Case in point last Sunday's SSCO concert. Sharing the program were two composers who are not only the very greatest Mexico has bequeathed to the world. These are two composers who--different as they are from each other - stand eye-to-eye with the United States' and Europe's most acclaimed composers; even rising head-and-shoulders above some of their better known contemporaries.
Revueltas and Catán, sitting at opposite ends of the 20th century, represent two very different facets of Mexico's musical soul. The veins of Revueltas' muse course hot with the lifeblood of Mexico's folklore and street vernacular. Often dismissed as a musical primitive, Revueltas' extensive writings and musical criticism display the mind of a man of profound erudition and culture who turned his back on European tradition not because he was incapable of working in traditional forms, but because his unique musical language had no use for musty traditions at odds with his searing vision. In his music beats - like in the work of his musical kindred soul Modest Mussorgsky - the voice of a people, long downtrodden, yearning to be heard. Revueltas, belonging to the first generation to come to maturity after the Mexican Revolution, was keenly aware of his musical raison d'être.

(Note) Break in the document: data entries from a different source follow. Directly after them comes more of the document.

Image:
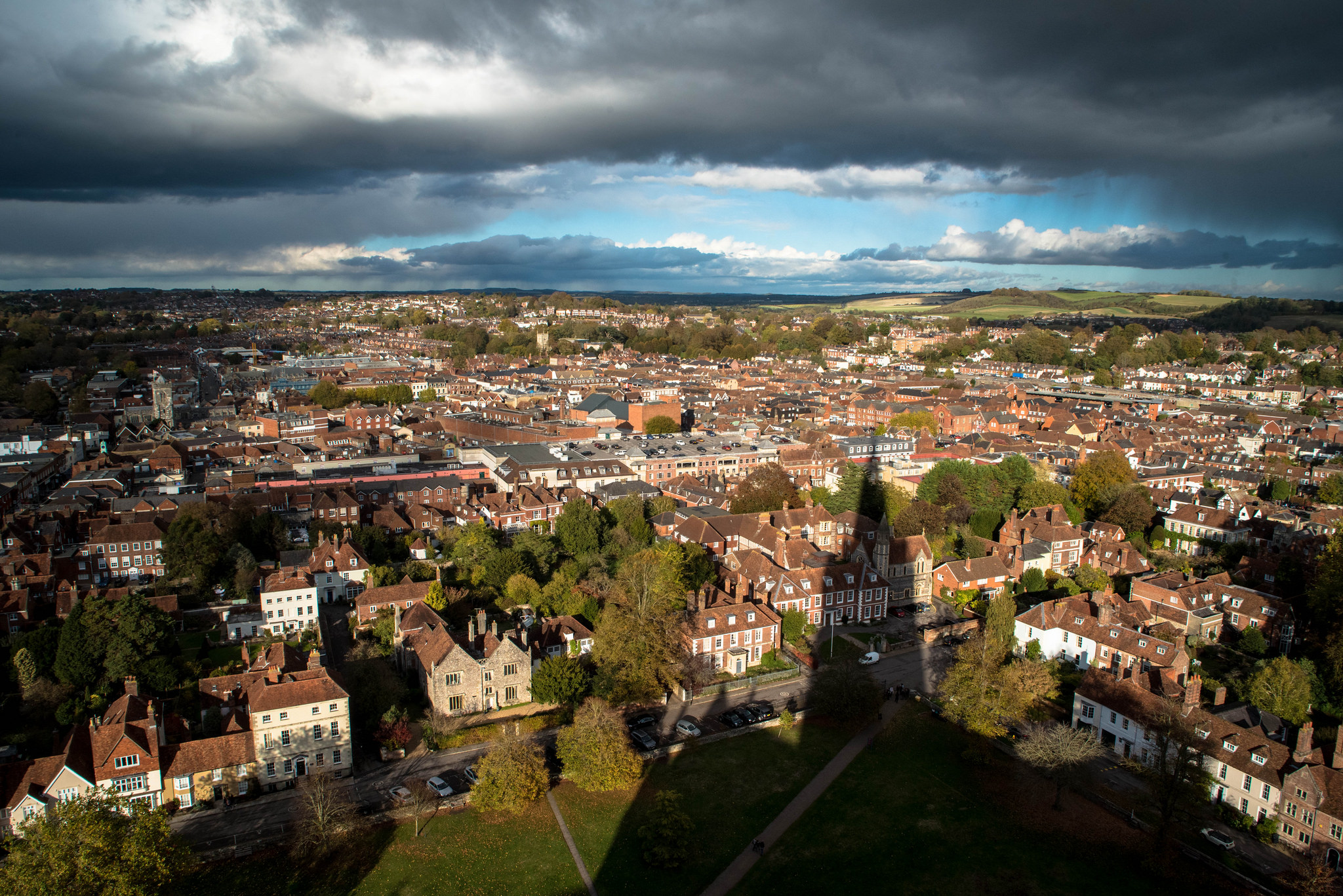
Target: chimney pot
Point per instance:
(1303, 742)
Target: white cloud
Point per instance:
(857, 182)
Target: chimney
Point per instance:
(1303, 742)
(1193, 691)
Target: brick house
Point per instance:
(734, 633)
(464, 673)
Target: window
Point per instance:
(129, 785)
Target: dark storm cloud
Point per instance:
(1229, 109)
(1144, 248)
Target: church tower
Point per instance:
(163, 399)
(881, 550)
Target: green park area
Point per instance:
(731, 790)
(915, 816)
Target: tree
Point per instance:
(561, 680)
(325, 815)
(435, 598)
(1058, 751)
(380, 577)
(579, 528)
(1089, 578)
(1001, 621)
(1252, 641)
(767, 488)
(1283, 688)
(1033, 579)
(638, 652)
(192, 549)
(595, 750)
(847, 692)
(1174, 771)
(41, 400)
(1131, 509)
(93, 846)
(24, 667)
(77, 660)
(328, 395)
(982, 691)
(511, 775)
(666, 833)
(1096, 480)
(1331, 490)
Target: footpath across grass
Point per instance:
(912, 816)
(731, 789)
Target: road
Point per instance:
(917, 668)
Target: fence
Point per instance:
(739, 684)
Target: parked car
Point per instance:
(765, 711)
(748, 714)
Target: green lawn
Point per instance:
(731, 789)
(912, 816)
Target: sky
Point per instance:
(744, 146)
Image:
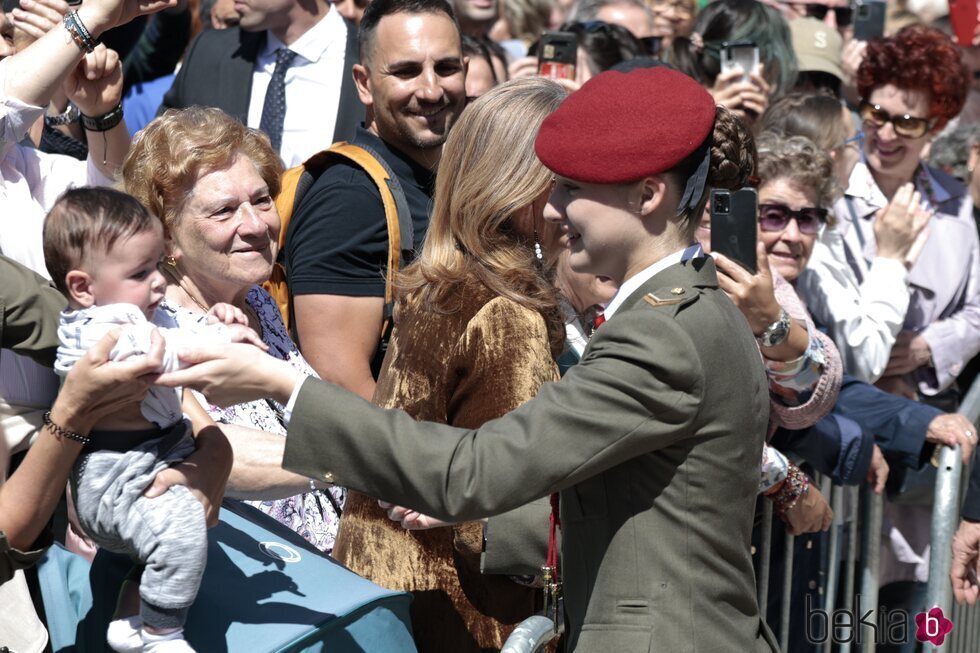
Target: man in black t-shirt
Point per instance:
(410, 77)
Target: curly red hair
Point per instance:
(918, 58)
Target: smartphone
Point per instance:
(734, 220)
(654, 45)
(964, 19)
(869, 20)
(557, 54)
(743, 55)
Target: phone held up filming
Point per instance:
(557, 55)
(740, 55)
(734, 219)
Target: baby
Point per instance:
(102, 249)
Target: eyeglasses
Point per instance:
(905, 125)
(842, 15)
(857, 138)
(680, 7)
(775, 217)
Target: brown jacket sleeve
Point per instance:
(508, 359)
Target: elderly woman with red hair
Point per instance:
(911, 85)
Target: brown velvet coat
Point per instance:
(462, 369)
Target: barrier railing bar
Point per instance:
(784, 604)
(945, 517)
(850, 568)
(950, 481)
(871, 518)
(765, 555)
(833, 562)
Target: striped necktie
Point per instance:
(274, 108)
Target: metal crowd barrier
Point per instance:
(863, 535)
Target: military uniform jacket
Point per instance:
(653, 440)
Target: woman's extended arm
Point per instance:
(92, 390)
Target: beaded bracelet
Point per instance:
(794, 486)
(62, 432)
(79, 33)
(103, 123)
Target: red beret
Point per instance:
(621, 127)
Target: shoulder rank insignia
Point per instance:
(666, 296)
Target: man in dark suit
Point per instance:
(235, 69)
(653, 440)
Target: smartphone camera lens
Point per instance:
(722, 203)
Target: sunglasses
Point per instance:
(905, 126)
(842, 15)
(775, 217)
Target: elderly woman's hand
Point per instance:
(243, 334)
(899, 225)
(910, 352)
(233, 374)
(411, 520)
(811, 513)
(205, 472)
(96, 388)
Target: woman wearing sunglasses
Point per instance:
(863, 315)
(912, 84)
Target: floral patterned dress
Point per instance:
(314, 515)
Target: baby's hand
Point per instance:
(226, 314)
(239, 333)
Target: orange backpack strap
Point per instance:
(296, 181)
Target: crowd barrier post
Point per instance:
(850, 562)
(950, 479)
(765, 555)
(833, 554)
(945, 517)
(872, 514)
(787, 597)
(530, 636)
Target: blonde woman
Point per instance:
(478, 328)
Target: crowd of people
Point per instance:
(462, 326)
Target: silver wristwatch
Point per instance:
(776, 332)
(70, 115)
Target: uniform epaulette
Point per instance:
(670, 296)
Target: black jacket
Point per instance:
(217, 72)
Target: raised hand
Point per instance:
(95, 85)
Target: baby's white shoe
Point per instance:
(167, 643)
(123, 635)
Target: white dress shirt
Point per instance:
(312, 87)
(865, 300)
(633, 283)
(862, 316)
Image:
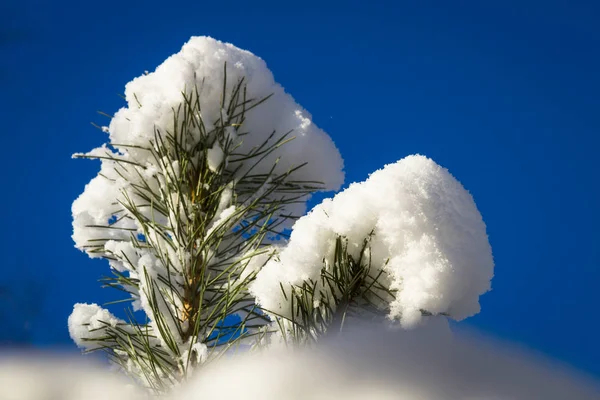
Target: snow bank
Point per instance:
(428, 236)
(421, 364)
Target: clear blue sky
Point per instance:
(502, 93)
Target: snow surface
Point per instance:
(421, 364)
(427, 235)
(87, 321)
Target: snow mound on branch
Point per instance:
(151, 101)
(427, 235)
(86, 324)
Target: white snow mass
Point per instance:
(427, 235)
(420, 364)
(151, 101)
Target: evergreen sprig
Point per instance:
(179, 209)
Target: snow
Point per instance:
(428, 236)
(420, 364)
(151, 99)
(87, 321)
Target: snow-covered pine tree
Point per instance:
(205, 168)
(208, 166)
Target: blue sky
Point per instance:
(502, 93)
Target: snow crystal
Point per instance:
(427, 235)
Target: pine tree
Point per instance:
(206, 171)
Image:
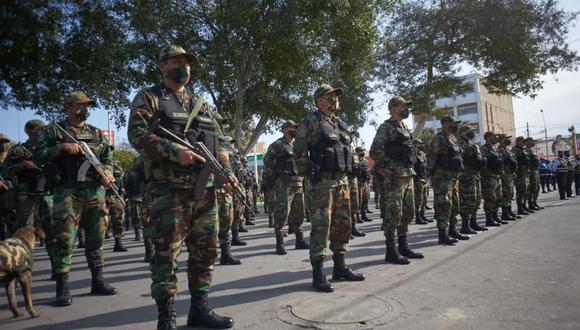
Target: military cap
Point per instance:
(34, 124)
(449, 119)
(398, 100)
(78, 97)
(175, 50)
(289, 123)
(326, 89)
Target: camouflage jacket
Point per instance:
(444, 156)
(48, 152)
(389, 133)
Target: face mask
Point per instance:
(178, 75)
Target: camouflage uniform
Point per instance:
(288, 190)
(394, 153)
(322, 153)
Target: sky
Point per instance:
(559, 98)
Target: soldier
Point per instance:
(79, 193)
(321, 153)
(534, 174)
(491, 180)
(363, 176)
(445, 163)
(510, 166)
(522, 176)
(470, 181)
(288, 188)
(420, 183)
(179, 212)
(33, 198)
(394, 153)
(116, 208)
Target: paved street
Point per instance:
(524, 275)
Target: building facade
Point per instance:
(478, 108)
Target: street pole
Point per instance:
(545, 134)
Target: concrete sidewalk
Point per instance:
(518, 276)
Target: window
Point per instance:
(467, 109)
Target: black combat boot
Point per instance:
(444, 239)
(148, 250)
(522, 210)
(98, 285)
(226, 257)
(495, 217)
(137, 234)
(489, 220)
(474, 225)
(405, 251)
(319, 281)
(63, 297)
(454, 234)
(342, 273)
(201, 315)
(280, 250)
(391, 253)
(166, 314)
(236, 241)
(364, 217)
(419, 220)
(118, 247)
(301, 243)
(465, 229)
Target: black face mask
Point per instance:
(178, 75)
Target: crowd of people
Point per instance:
(313, 173)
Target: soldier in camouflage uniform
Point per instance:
(470, 182)
(34, 201)
(322, 154)
(510, 166)
(288, 188)
(393, 151)
(522, 176)
(420, 183)
(183, 199)
(445, 164)
(116, 208)
(363, 176)
(534, 175)
(491, 180)
(77, 203)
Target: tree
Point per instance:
(512, 43)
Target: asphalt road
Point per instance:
(525, 275)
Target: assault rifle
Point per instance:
(91, 160)
(211, 163)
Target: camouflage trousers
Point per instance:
(329, 203)
(507, 189)
(446, 200)
(364, 193)
(116, 214)
(289, 206)
(354, 195)
(177, 218)
(534, 185)
(421, 189)
(470, 194)
(74, 208)
(225, 215)
(522, 186)
(399, 203)
(491, 190)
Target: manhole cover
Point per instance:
(339, 309)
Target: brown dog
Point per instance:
(16, 262)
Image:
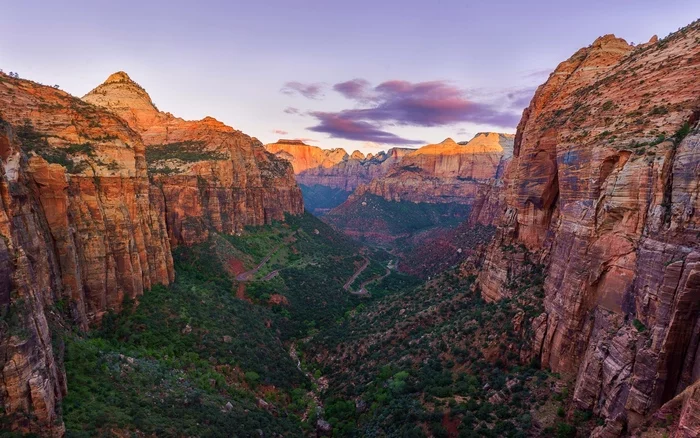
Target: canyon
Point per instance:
(88, 222)
(559, 267)
(602, 189)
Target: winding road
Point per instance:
(357, 273)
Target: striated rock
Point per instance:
(80, 226)
(444, 172)
(334, 168)
(210, 176)
(304, 157)
(603, 188)
(82, 172)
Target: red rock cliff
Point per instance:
(603, 186)
(80, 226)
(210, 175)
(334, 167)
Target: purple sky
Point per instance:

Catán's oeuvre, sitting astride the 20th and 21st centuries, represents altogether a different vein. In his music breathes the romantic languorousness and open-hearted gregariousness of the Latin American temperament. Throughout this lissomely melodic music is stamped not only the imprint of Catán's classical forebears, especially that of Puccini, but also the honeyed romantic ballads and boléros of Agustín Lara, Gonzalo Curiel, and their like. Catán's musical voice is also one that reflects his time and place, where the old nationalist ethos has given way to a new musical that seeks to be a citizen of the world.
Daniel Catán's music opened up the first half of the program beginning with the wistful overture to the Mexican telenovela, El Vuelo del Aguila (The Eagle's Flight), a historical drama surveying the rise and fall of Mexican military hero and president Porfirio Díaz. The nostalgic waltz melody that serves as the overture's principal theme vividly resounded with the echoes of Mexico's "Porfiriato" era, which spanned the close of the 19th century and the beginning of the 20th century and came to an end with Díaz's resignation and the start of the Mexican Revolution.
An intermezzo from Catán's final completed opera Il Postino followed. Its gentle melancholy was made all the more poignant in the wake of its composer's untimely passing. Featuring principal oboist Sarah Beck on the oboe d'amore, a mellower sounding cousin of the standard oboe, she effortlessly allowed Catán's voice to speak with an eloquently elegiac tone that left the audience utterly rapt in her wake. Beck's plangent tone was a wonder of hushed beauty.
But it was perhaps Catán's percussion concerto Caribbean Airs that best reflected the man's temperament. Subverting the notion that music for percussion is by nature loud and coarse, the concerto presented the percussion soloists (Jason Goodman, Bruce Carver, and Brad Dutz) with music of an eloquent and almost melodic quality. The dance-hall music popular in Latin America during the mid 20th century echoed eloquently. In fact, Caribbean Airs had a distinctly retrospective quality. Almost as if Catán was penning a bittersweet farewell to the popular idioms of his youth, now long supplanted by extraneous musical forms of dubious quality. It was a loving embrace of memory--and played warmly by the SCO and Maestra de León de Vega.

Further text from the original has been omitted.